Only do this if you are certain no other apt/dpkg process is running (pgrep -a apt).

dnf: transaction check errors

Dependency conflicts on dnf often resolve with --best --allowerasing, which lets dnf remove conflicting packages if needed:

sudo dnf upgrade --refresh --best --allowerasing

Review what it plans to remove before confirming.

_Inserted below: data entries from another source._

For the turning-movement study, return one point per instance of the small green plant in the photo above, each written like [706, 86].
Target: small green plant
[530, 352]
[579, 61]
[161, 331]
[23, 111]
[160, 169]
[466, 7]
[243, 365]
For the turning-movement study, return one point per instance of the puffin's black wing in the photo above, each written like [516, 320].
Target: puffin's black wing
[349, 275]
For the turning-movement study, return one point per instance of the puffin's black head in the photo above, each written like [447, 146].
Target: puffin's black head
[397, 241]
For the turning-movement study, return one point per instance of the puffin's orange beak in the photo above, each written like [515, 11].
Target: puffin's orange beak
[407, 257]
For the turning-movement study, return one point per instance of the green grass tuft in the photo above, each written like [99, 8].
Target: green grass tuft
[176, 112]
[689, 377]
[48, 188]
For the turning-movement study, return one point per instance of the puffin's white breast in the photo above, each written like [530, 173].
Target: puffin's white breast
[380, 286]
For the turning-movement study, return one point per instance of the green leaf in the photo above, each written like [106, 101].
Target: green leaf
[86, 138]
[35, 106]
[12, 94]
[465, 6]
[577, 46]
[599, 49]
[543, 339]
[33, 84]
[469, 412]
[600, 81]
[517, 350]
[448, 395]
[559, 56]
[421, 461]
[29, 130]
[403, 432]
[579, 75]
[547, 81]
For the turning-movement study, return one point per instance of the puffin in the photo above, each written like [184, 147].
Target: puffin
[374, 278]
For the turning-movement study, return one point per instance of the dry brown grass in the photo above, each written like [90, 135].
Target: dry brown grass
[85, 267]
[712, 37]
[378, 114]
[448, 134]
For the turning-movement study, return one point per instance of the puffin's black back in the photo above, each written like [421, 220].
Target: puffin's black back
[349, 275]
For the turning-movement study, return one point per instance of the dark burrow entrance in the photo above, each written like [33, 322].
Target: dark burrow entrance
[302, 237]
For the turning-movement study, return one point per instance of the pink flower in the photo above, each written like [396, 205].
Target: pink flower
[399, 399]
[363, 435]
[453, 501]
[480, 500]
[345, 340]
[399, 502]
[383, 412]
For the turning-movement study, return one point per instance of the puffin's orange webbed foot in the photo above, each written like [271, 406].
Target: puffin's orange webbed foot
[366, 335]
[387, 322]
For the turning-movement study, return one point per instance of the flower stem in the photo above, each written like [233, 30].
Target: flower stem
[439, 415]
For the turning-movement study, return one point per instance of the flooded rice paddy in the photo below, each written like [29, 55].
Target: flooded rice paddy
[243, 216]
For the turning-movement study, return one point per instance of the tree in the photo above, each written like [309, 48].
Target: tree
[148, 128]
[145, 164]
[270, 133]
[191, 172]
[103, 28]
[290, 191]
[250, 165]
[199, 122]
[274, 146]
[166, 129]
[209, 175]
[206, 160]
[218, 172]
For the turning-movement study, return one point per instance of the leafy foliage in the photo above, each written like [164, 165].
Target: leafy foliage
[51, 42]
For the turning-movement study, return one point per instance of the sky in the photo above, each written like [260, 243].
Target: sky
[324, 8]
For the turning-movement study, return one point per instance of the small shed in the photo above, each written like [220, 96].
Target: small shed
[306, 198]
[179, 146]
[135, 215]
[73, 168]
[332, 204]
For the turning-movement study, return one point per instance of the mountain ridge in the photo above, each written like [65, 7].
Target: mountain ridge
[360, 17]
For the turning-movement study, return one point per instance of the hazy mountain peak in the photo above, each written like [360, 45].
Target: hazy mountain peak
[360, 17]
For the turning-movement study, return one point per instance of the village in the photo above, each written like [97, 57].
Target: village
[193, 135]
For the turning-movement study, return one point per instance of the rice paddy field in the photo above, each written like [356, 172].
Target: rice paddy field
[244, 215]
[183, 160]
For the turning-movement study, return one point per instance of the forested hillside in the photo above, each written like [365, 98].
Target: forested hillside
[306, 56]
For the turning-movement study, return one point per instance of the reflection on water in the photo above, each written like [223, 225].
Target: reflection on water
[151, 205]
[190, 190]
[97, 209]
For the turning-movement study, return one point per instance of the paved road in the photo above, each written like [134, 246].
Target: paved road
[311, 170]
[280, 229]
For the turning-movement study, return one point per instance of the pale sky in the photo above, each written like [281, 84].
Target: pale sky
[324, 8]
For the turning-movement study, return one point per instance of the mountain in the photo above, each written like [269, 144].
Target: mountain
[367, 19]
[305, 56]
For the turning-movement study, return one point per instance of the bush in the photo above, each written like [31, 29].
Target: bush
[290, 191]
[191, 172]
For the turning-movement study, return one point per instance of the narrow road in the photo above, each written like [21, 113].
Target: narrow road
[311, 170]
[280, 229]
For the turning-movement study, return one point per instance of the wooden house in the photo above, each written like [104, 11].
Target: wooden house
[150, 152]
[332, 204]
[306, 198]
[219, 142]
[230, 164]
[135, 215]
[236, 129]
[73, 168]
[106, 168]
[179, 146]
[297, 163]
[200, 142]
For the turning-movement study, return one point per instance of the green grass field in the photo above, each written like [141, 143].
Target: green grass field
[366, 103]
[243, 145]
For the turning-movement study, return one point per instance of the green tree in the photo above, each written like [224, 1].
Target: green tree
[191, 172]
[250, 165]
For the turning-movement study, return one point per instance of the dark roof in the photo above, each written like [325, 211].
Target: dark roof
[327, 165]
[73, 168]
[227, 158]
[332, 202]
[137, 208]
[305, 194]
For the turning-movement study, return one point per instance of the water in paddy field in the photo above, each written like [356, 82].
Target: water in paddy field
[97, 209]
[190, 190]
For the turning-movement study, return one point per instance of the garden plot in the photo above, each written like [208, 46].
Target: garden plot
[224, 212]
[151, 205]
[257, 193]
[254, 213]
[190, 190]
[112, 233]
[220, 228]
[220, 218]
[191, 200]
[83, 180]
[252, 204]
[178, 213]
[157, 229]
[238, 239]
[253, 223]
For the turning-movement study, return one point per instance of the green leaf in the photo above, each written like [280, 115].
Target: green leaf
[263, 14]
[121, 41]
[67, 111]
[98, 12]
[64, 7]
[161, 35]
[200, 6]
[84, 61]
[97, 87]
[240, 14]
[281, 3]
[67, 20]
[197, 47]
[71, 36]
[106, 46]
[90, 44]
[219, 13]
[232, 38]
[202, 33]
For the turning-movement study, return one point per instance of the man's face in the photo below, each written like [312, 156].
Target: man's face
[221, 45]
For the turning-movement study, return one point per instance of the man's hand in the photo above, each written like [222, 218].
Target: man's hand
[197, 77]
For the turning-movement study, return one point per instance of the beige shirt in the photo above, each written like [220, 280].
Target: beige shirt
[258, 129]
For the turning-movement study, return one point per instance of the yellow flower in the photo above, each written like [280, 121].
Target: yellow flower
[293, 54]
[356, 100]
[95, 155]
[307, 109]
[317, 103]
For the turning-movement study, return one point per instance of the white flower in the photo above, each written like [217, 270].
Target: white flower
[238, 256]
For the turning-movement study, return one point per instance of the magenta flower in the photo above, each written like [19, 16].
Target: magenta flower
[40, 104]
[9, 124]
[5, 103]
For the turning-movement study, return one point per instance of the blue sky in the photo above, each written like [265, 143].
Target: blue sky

pacman: signature errors or conflicting files

# Refresh keyring if you see PGP signature errors
sudo pacman -S archlinux-keyring && sudo pacman -Syu

# Conflicting files: identify the owner and overwrite carefully
sudo pacman -Syu --overwrite '/path/to/conflicting/file'
tested on:Ubuntu 24.04Debian 12Fedora 41Arch rolling

Frequently asked questions

What is the difference between 'apt upgrade' and 'apt full-upgrade'?
'apt upgrade' never removes installed packages, so packages with changed dependencies may stay at their old version. 'apt full-upgrade' allows the solver to remove packages that block others from being updated, making it more effective for keeping the whole system current.
Can I safely run 'pacman -Syu' after not updating Arch for several months?
It can work, but the risk of manual intervention requirements is higher. Read the Arch Linux news page (archlinux.org/news) and the arch-announce list first, then follow any posted manual steps before running the upgrade.
How do I prevent a specific kernel version from being removed on Debian/Ubuntu?
Use 'sudo apt-mark hold linux-image-6.x.x-xx-generic' with the exact package name. Run 'dpkg -l | grep linux-image' to find the correct package name for the kernel you want to keep.
Is it safe to automate full system updates with unattended-upgrades or dnf-automatic?
For security-only updates, yes — this is widely recommended practice. Full automation including all package upgrades is riskier; a dependency change or configuration file update could affect running services without anyone reviewing the changes.
Why should I never run 'pacman -Sy somepackage' without the -u flag?
Running '-Sy' refreshes the database to the latest versions but only installs the one named package. This leaves all other packages at older versions while shared libraries may now be at newer versions, causing broken dependencies and runtime crashes — a known partial-upgrade problem on Arch.